ONE LAW FOR ALL
Sports bills introduced in Congress are many. Sports bills passed by Congress are rare. This week Senator Philip A. Hart, Michigan Democrat who has taken over leadership of the Subcommittee on Antitrust and Monopoly held for years by the late Senator Estes Kefauver, put up a sorely needed bill.
The bill would put all professional sports under federal antitrust laws but would make exceptions to bring football, basketball and hockey into the same legal league as baseball. The law would not apply to agreements and rules pertaining to the equalization of competitive player strengths; the employment, selection or eligibility of players; the reservation, selection or assignment of player contracts; or the right to operate in specific geographic areas.
Baseball has enjoyed freedom from antitrust regulation since a 1922 Supreme Court decision, but other professional sports have operated not so much outside the law as beside it. Hart wants to give to the other sports what baseball has had for decades—a clear conscience.
Hart's background in sport is extensive. He has been a director of the Detroit Lions and a vice-president of the Detroit Tigers. Let us hope he hits a home run with this one.
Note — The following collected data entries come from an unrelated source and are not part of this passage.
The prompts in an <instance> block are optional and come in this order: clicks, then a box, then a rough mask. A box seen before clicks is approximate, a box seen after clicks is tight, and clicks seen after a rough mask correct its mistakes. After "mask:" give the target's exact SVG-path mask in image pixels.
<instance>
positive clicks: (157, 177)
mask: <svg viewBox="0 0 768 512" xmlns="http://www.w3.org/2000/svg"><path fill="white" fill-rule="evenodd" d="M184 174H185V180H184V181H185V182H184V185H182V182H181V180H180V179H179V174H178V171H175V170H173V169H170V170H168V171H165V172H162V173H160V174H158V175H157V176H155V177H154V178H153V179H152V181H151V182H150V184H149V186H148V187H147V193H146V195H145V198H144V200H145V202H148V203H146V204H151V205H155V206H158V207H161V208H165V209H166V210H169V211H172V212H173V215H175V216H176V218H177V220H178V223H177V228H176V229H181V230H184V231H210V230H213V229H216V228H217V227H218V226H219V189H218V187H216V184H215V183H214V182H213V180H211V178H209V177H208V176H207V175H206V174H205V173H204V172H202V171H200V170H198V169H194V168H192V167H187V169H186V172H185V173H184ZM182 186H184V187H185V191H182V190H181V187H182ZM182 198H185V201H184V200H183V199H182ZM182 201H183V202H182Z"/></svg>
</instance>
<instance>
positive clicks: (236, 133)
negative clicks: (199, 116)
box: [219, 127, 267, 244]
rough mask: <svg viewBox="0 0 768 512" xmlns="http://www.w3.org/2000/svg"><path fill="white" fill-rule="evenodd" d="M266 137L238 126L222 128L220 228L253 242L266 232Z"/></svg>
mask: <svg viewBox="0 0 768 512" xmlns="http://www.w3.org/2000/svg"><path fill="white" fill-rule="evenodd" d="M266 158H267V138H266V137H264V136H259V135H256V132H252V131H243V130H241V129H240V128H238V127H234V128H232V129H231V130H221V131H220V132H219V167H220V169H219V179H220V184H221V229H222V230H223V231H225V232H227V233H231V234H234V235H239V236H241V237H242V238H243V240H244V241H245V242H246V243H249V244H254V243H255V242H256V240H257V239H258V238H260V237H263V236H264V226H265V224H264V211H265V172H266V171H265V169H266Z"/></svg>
Last New Year's Rose Bowl game between Southern California and Wisconsin was seen by an estimated 53,338,000 persons—the most, according to the National Broadcasting Company, ever to witness a sports event up to that time. The game was clearly a television production. It was amusing, at first, when Referee Jimmy Cain orated to the captains about keeping the game clean—"Don't forget you're on television"—but it became annoying as "official time-outs" were ordered by TV's "man in the red shirt," standing on the sidelines to see to it that the sponsor was allowed plenty of commercials. It did seem that, in a game with 11 touchdowns and 18 genuine time-outs, there were plenty of opportunities for commercials. As it was, the game ran three hours and 10 minutes (in part because of TV time-outs but also because Ron VanderKelen's passes drove USC dizzy in the last quarter). NBC was forced to preempt time from a following program.
This year, praise be, there will be no such nonsense. Referee and players will have sole authority to call time-outs.
EXERCISE IN FUTILITY
It was a high school basketball opening game and only the players and coaches minded that play was ragged and shooting far from midseason form. After all, at half time the two Oregon schools, Redmond and Madras, gave every sign of presenting a close battle. The score at the half: Redmond 22, Madras 20.